May watched as his face changed, softening into a look she had seen before. It was the same captivated expression Em wore the night she and May met, when they sat drinking on the couch and May flashed the ring — the only piece of her birth family that remained after their abandonment. It was as if the ring was emitting a siren song no one else could hear, memorizing its beholders into a dream-like state. She put a hand on Jeremy's shoulder and gave him a gentle shake until he blinked.
"How could you not know?" he whispered, dragging his gaze from the stone. "I mean, look." He pointed to the rich earth at their feet, where the sunlight glinted off the gem, casting constellations of light onto the ground when he tipped the ring just so. May gasped and rubbed her eyes. No, it wasn't the illusion of constellations — the ring was projecting an actual star map through its facets.

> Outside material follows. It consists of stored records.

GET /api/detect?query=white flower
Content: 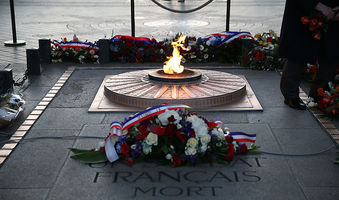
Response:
[187,115,208,138]
[146,132,158,146]
[185,148,197,156]
[166,154,172,160]
[158,110,181,126]
[200,134,211,145]
[186,138,198,148]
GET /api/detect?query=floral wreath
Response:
[71,104,259,166]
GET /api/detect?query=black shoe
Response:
[284,98,306,110]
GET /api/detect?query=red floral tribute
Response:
[300,12,327,40]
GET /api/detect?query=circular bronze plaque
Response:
[104,70,246,108]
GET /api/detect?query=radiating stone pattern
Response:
[105,70,246,108]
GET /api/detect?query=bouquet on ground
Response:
[317,82,339,117]
[244,30,284,71]
[0,93,25,128]
[51,35,99,64]
[300,11,327,40]
[71,104,258,166]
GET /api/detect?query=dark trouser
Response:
[280,59,338,99]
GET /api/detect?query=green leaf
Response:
[69,148,90,154]
[71,151,107,164]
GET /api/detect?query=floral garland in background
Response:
[71,104,259,166]
[51,35,99,64]
[244,30,284,71]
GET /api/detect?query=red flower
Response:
[244,54,250,62]
[150,56,157,62]
[167,115,175,122]
[135,53,142,59]
[267,37,273,42]
[122,48,129,55]
[112,52,119,58]
[313,33,321,40]
[240,144,248,154]
[136,41,144,47]
[300,16,310,25]
[120,144,131,154]
[128,58,135,63]
[226,135,233,144]
[138,125,149,135]
[207,122,218,129]
[165,124,177,138]
[150,125,166,136]
[225,153,234,162]
[255,53,265,60]
[227,144,235,154]
[310,19,318,27]
[308,26,316,32]
[317,88,325,97]
[126,39,133,47]
[172,156,181,166]
[317,21,324,27]
[125,157,134,165]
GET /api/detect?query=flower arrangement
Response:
[300,11,327,40]
[51,35,99,64]
[110,35,161,63]
[71,104,258,166]
[244,30,284,70]
[317,82,339,117]
[0,93,25,128]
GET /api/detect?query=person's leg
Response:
[309,39,339,100]
[280,60,306,110]
[280,60,303,99]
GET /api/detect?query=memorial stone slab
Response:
[0,129,79,188]
[43,124,305,199]
[35,108,105,129]
[304,187,339,200]
[50,78,102,108]
[272,127,334,154]
[247,106,319,128]
[0,188,49,200]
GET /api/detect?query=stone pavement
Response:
[0,0,285,80]
[0,63,339,200]
[0,0,339,200]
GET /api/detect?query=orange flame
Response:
[163,35,188,74]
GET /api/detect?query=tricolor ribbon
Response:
[111,35,153,45]
[105,104,190,162]
[229,132,257,143]
[53,40,99,51]
[204,31,254,45]
[105,122,122,162]
[122,104,190,131]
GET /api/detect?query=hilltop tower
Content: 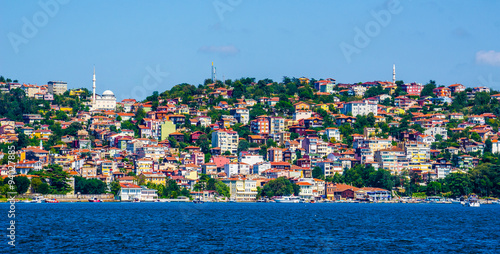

She let out an incredulous laugh, one that sounded high and on the verge of hysterical. "How should I have known? Until I met Em I thought I was the most unremarkable person on the planet — how was I supposed to know I had a fallen star on my finger?"
Jeremy blinked again and gave his head a shake. The spell seemed to be fading. "How did you not accidentally make wishes on it? And, how did Welkin not recognize it when they saw it?"
"Welkin had no idea what the wishing star looked like on Earth," May explained, tapping her lips thoughtfully. "And according to them, the star has rules."
"Like what?"
May reached back in her memories and tried to recall what they had told her. "It can't be used for or against a Star, a person has to knowingly wish on it and... There was a third one— oh! Each person only gets one wish."
They stared at the ring in silence. Uneasy, May shifted — she could tell the wheels in Jeremy's head were turning, and she wasn't sure she was going to like what they churned out.
"What are you thinking?" she asked.
His eyes darted up to meet her gaze. "I'm thinking if we're right and this is actually the wishing star, then it changes everything. It could change everything, but we need to know for sure."
She chewed her bottom lip, wrapped her arms around herself. "How do we do that?"
"Stand back," Jeremy said. "I'm going to see what this thing can do."